Let \(\mathbf{\alpha} = (\alpha_1, \ldots, \alpha_{30})^\top\) and \(\mathbf{\beta} = (\beta_1, \ldots, \beta_{30})^\top\). The joint prior distribution is given by (see BDA2 pg 127) \[ \pi(\mathbf{\alpha}, \mathbf{\beta}, \sigma^2_y, \mu_\alpha, \sigma^2_\alpha, \mu_\beta, \sigma^2_\beta) = \pi(\mu_\alpha, \sigma^2_\alpha, \mu_\beta, \sigma^2_\beta) \times \pi(\mathbf{\alpha}, \mathbf{\beta} , \sigma^2_y \, | \, \mu_\alpha, \sigma^2_\alpha, \mu_\beta, \sigma^2_\beta) \] and the joint posterior distribution is \[ \begin{aligned} \overbrace{\pi(\mathbf{\alpha}, \mathbf{\beta}, \sigma^2_y, \mu_\alpha, \sigma^2_\alpha, \mu_\beta, \sigma^2_\beta \, | \, \mathbf{y})}^{{\color{red} \text{posterior}}} & \propto \overbrace{ \pi(\mathbf{\alpha}, \mathbf{\beta}, \sigma^2_y, \mu_\alpha, \sigma^2_\alpha, \mu_\beta, \sigma^2_\beta)}^{{\color{blue} \text{prior}}} \times \overbrace{ f(\mathbf{y} \, | \, \mathbf{\alpha}, \mathbf{\beta}, \sigma^2_y, \mu_\alpha, \sigma^2_\alpha, \mu_\beta, \sigma^2_\beta)}^{{\color{blue} \text{likelihood}}} \\ & = \pi(\mathbf{\alpha}, \mathbf{\beta}, \sigma^2_y, \mu_\alpha, \sigma^2_\alpha, \mu_\beta, \sigma^2_\beta) \times f(\mathbf{y} \, | \, \mathbf{\alpha}, \mathbf{\beta}, \sigma^2_y) \end{aligned} \] with the latter simplification holding because the data distribution depends only on \(\mathbf{\alpha}\) and \(\mathbf{\beta}\); the hyperparameters \(\{ \mu_\alpha, \sigma^2_\alpha, \mu_\beta, \sigma^2_\beta \}\) affect \(\mathbf{y}\) only through \(\mathbf{\alpha}\) and \(\mathbf{\beta}\).

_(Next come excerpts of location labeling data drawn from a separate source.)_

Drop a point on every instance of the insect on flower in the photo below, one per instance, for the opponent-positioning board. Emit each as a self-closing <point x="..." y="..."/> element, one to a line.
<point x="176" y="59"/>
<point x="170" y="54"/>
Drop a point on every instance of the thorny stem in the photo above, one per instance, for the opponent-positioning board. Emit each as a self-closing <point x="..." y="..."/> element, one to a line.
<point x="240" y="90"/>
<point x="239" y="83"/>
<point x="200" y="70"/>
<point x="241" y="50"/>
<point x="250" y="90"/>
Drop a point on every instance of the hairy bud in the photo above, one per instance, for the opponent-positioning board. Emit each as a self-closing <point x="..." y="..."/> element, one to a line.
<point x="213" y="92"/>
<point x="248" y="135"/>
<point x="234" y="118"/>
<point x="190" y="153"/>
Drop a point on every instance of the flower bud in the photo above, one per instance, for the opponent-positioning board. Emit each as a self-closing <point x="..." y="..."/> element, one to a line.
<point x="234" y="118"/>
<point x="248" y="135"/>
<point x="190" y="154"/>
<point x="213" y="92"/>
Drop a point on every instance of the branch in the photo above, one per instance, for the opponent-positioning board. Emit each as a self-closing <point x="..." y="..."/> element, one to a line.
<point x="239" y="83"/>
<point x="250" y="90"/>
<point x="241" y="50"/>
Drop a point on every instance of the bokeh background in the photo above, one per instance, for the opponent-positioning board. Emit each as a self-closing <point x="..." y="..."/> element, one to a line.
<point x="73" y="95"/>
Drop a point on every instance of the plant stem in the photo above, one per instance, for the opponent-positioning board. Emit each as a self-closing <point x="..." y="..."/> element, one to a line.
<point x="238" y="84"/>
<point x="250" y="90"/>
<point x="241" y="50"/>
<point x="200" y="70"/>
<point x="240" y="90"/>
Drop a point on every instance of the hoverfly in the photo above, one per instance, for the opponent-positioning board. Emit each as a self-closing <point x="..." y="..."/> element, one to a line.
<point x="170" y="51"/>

Thus, the joint posterior distribution is proportional to the following. \[ \begin{aligned} & % \overbrace{\pi(\mathbf{\alpha}, \mathbf{\beta}, \sigma^2_y, \mu_\alpha, \sigma^2_\alpha, \mu_\beta, \sigma^2_\beta \,|\, \mathbf{y} )}^{{\color{red} \text{posterior}}} \\ \propto \; & % \pi(\mathbf{\alpha}, \mathbf{\beta}, \sigma^2_y, \mu_\alpha, \sigma^2_\alpha, \mu_\beta, \sigma^2_\beta) \times f(\mathbf{y} \, | \, \mathbf{\alpha}, \mathbf{\beta}, \sigma^2_y) \\ = \; & % \pi(\mathbf{\alpha} \, | \, \mu_\alpha, \sigma^2_\alpha) \times \cancel{\pi(\mu_\alpha)} \times \pi(\sigma^2_\alpha) \times \pi(\mathbf{\beta} \, | \, \mu_\beta, \sigma^2_\beta) \times \cancel{\pi(\mu_\beta)} \times \pi(\sigma^2_\beta) \times \pi(\sigma^2_y) \times f(\mathbf{y} \, | \, \mathbf{\alpha}, \mathbf{\beta}, \sigma^2_y) \\ & \text{\color{blue} \small (factors this way by conditional independence assumption)} \\ \propto \; & % \left[\prod_{i=1}^n \frac{1}{\sqrt{2\pi\sigma^2_\alpha}} \exp\left\{-\frac{1}{2\sigma_\alpha^2} (\alpha_i - \mu_\alpha)^2 \right\}\right] \times \left[\frac{b^a}{\Gamma(a)} \left(\frac{1}{\sigma^2_\alpha}\right)^{a+1} \exp\left\{-b/\sigma^2_\alpha\right\}\right] \\ & \times \left[\prod_{i=1}^n \frac{1}{\sqrt{2\pi\sigma^2_\beta}} \exp\left\{-\frac{1}{2\sigma_\beta^2} (\beta_i - \mu_\beta)^2 \right\}\right] \times \left[\frac{b^a}{\Gamma(a)} \left(\frac{1}{\sigma^2_\beta}\right)^{a+1} \exp\left\{-b/\sigma^2_\beta\right\}\right] \\ & \times \left[\frac{b^a}{\Gamma(a)} \left(\frac{1}{\sigma^2_y}\right)^{a+1} \exp\left\{-b/\sigma^2_y\right\}\right] \\ & \times \left[\prod_{i=1}^n \prod_{j=1}^J \frac{1}{\sqrt{2\pi\sigma^2_y}} \exp\left\{-\frac{1}{2\sigma^2_y} (y_{ij} - \alpha_i-\beta_i t_j)^2 \right\} \right] \end{aligned} \]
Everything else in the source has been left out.